A defeat for the conservative majority in Kansas today could be further evidence of the fading fortunes of the intelligent design movement, while a victory would preserve an important stronghold in Kansas. The curriculum standards adopted by the education board do not refer to intelligent design, but advocates of the belief lobbied for the changes and students are urged to seek "more adequate explanations of natural phenomena."
Though there are no reliable polling data available, Joseph Aistrup, head of political science at Kansas State University in Manhattan said sharp ideological splits among Republicans and an unusual community of interest among moderate Republicans and some Democrats are aiding challengers in the primary.
Kansas Democrats, moreover, have a strong standard-bearer in the incumbent governor, Kathleen Sebelius, who has distanced herself from the debate, Aistrup said.

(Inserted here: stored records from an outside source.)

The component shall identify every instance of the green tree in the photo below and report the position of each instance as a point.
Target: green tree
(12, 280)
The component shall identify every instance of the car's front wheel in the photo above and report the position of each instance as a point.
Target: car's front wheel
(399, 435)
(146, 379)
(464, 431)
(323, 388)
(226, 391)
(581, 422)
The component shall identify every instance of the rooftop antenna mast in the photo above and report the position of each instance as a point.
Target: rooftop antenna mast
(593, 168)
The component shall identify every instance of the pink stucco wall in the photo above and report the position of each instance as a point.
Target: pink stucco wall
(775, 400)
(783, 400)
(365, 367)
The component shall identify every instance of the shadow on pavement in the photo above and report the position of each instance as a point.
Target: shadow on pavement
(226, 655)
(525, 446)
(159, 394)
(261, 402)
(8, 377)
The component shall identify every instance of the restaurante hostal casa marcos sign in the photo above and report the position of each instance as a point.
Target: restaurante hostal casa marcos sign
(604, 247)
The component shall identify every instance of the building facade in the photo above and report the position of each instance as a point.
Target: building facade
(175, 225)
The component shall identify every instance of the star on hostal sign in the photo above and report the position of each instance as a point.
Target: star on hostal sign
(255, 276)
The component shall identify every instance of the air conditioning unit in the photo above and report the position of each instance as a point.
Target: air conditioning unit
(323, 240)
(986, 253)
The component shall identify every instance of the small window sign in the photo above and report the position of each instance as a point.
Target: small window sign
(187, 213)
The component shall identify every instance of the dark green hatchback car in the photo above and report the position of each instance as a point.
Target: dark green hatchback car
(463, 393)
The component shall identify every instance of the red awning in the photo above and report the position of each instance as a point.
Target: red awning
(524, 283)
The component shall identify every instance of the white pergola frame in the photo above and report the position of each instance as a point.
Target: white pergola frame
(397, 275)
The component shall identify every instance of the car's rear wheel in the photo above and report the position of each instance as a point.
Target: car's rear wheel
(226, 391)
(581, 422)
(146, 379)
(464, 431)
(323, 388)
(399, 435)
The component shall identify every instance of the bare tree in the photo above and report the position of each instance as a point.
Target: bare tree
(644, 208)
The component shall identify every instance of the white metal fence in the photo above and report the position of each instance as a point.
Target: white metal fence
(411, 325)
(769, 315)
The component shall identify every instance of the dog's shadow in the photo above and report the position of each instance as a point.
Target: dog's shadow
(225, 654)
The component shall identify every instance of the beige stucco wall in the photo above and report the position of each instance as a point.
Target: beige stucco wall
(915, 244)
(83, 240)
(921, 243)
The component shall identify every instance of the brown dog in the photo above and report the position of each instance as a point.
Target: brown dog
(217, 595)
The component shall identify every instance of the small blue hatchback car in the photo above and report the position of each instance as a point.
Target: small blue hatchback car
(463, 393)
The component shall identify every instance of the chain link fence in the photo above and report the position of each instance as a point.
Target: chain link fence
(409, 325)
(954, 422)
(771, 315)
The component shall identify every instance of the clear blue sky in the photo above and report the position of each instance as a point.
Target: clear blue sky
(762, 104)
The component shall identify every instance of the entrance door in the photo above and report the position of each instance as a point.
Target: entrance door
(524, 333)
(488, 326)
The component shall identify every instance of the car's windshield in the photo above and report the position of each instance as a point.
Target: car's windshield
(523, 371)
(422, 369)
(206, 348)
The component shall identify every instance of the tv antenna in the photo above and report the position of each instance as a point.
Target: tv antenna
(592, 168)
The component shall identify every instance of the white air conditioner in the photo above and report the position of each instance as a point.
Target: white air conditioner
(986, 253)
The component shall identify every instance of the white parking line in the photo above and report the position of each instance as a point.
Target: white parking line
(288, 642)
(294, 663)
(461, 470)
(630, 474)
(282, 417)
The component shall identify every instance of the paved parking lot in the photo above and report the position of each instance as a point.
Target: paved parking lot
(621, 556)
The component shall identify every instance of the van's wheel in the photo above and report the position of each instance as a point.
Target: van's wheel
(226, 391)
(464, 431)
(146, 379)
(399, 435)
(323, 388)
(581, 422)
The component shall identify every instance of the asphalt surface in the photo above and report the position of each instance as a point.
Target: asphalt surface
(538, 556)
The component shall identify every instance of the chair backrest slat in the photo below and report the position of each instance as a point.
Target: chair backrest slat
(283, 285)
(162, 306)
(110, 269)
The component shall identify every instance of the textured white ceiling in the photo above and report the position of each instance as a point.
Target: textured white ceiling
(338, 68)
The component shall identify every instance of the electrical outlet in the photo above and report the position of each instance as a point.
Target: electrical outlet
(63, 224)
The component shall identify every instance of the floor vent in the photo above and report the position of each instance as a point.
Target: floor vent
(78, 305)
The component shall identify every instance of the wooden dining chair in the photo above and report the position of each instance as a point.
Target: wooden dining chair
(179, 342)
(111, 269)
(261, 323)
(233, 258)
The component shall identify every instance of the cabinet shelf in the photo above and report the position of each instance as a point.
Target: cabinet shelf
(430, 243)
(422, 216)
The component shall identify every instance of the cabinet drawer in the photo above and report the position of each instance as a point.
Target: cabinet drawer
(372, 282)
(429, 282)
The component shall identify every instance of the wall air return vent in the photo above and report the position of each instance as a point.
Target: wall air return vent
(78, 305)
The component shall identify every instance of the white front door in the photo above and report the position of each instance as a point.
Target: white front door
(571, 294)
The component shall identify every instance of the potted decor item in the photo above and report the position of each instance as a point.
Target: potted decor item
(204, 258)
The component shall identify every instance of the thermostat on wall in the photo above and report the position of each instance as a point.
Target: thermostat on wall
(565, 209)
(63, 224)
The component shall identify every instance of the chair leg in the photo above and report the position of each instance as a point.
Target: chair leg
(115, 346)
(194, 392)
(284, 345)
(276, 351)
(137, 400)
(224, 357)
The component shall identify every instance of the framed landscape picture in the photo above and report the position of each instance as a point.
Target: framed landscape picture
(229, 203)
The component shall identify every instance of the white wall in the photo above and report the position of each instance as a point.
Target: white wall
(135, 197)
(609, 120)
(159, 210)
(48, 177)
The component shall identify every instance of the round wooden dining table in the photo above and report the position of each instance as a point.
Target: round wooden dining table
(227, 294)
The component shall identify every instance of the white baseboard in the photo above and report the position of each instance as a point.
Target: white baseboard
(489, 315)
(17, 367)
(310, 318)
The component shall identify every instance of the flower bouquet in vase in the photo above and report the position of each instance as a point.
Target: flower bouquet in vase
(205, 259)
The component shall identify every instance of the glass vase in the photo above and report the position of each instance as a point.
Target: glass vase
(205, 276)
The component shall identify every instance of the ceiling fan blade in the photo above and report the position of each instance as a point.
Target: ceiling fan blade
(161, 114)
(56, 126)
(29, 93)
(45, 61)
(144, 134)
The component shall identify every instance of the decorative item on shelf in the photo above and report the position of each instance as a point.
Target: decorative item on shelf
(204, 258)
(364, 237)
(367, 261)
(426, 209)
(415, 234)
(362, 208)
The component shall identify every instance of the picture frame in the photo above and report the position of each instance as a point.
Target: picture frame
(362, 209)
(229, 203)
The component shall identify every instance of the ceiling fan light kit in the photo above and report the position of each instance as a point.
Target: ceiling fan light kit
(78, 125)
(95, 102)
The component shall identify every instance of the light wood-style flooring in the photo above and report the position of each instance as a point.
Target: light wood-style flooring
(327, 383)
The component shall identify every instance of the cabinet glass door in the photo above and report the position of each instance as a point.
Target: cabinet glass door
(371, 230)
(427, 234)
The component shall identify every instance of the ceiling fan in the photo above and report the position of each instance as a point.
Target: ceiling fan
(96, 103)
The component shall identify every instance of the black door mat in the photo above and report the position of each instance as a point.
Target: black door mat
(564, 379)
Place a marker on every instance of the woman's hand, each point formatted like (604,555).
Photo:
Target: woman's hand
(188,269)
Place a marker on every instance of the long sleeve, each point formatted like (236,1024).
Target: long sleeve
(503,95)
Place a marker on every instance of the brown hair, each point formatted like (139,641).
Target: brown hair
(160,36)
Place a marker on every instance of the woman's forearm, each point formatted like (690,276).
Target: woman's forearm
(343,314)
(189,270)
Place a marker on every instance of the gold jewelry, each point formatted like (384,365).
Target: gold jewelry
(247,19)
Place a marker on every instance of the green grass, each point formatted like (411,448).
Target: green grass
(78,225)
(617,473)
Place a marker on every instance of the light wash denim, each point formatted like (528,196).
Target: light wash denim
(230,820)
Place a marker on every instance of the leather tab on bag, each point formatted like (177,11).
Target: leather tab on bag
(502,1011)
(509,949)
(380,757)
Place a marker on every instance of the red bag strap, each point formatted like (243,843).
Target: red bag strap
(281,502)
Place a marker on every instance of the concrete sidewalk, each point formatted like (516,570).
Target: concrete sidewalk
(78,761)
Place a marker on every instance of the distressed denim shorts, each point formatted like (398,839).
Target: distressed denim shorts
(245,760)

"And if a conservative candidate makes it through the primary, there's a Democratic challenger waiting" in the general election, he said.
Several of the moderate Republican candidates have vowed, if they lose today, to support the Democratic primary winners in November. With the campaign enlivened by a crowded field of 16 candidates contending for five seats - four held by conservatives who voted for the new science standards last year - a shift of two seats could overturn the current 6-4 majority.
The four-year terms are staggered so that only half the 10-member board is up for election each two years.
The acrimony in the school board races is not limited to differences over the science curriculum but also over other ideologically charged issues such as sex education, charter schools and education financing.
Power on the board has seesawed almost every election since 1998, with the current conservative majority taking hold in 2004.